Reputation: 3517
So I was wondering how I might use scalaz-stream to generate the digest of a file using java.security.MessageDigest?
I would like to do this using a constant memory buffer size (for example 4KB). I think I understand how to start with reading the file, but I am struggling to understand how to:
1) call digest.update(buf)
for each 4KB which effectively is a side-effect on the Java MessageDigest instance, which I guess should happen inside the scalaz-stream framework.
2) finally call digest.digest()
to receive back the calculated digest from within the scalaz-stream framework some how?
I think I understand kinda how to start:
import scalaz.stream._
import java.security.MessageDigest
val f = "/a/b/myfile.bin"
val bufSize = 4096
val digest = MessageDigest.getInstance("SHA-256")
Process.constant(bufSize).toSource
.through(io.fileChunkR(f, bufSize))
But then I am stuck!
Any hints please? I guess it must also be possible to wrap the creation, update, retrieval (of actual digest calculatuon) and destruction of digest object in a scalaz-stream Sink or something, and then call .to()

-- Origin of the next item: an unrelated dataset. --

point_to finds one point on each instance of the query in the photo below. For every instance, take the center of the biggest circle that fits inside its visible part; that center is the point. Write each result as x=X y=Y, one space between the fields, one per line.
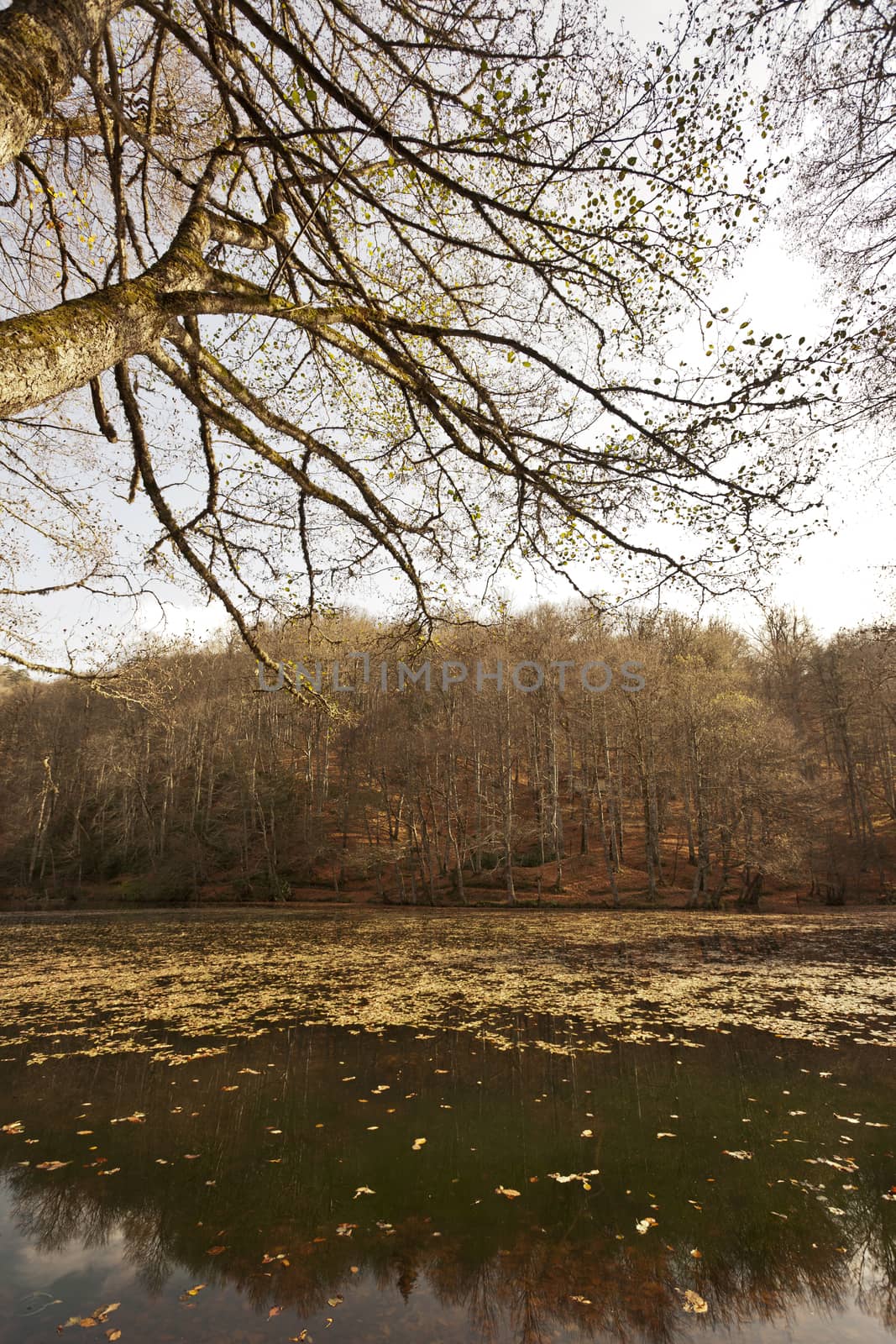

passing in that Sink? Sorry if I am using the wrong terminology, I am completely new to using scalaz-stream. I have been through a few of the examples but am still struggling.
Upvotes: 4
Views: 270
Reputation: 4775
Since version 0.4 scalaz-stream contains processes to calculate digests. They are available in the hash
module and use java.security.MessageDigest
under the hood. Here is a minimal example how you could use them:
import scalaz.concurrent.Task
import scalaz.stream._
object Sha1Sum extends App {
val fileName = "testdata/celsius.txt"
val bufferSize = 4096
val sha1sum: Task[Option[String]] =
Process.constant(bufferSize)
.toSource
.through(io.fileChunkR(fileName, bufferSize))
.pipe(hash.sha1)
.map(sum => s"${sum.toHex} $fileName")
.runLast
sha1sum.run.foreach(println)
}
The update()
and digest()
calls are all contained inside the hash.sha1
Process1
.
Upvotes: 3
Reputation: 3517
So I have something working, but it could probably be improved:
import java.io._
import java.security.MessageDigest
import resource._
import scodec.bits.ByteVector
import scalaz._, Scalaz._
import scalaz.concurrent.Task
import scalaz.stream._
import scalaz.stream.io._
val f = "/a/b/myfile.bin"
val bufSize = 4096
val md = MessageDigest.getInstance("SHA-256")
def _digestResource(md: => MessageDigest): Sink[Task,ByteVector] =
resource(Task.delay(md))(md => Task.delay(()))(
md => Task.now((bytes: ByteVector) => Task.delay(md.update(bytes.toArray))))
Process.constant(4096).toSource
.through(fileChunkR(f.getAbsolutePath, 4096))
.to(_digestResource(md))
.run
.run
md.digest()
However, it seems to me that there should be a cleaner way to do this, by moving the creation of the MessageDigest
inside the scalaz-stream stuff and have the final .run
yield the md.digest()
.
Better answers welcome...
Upvotes: 0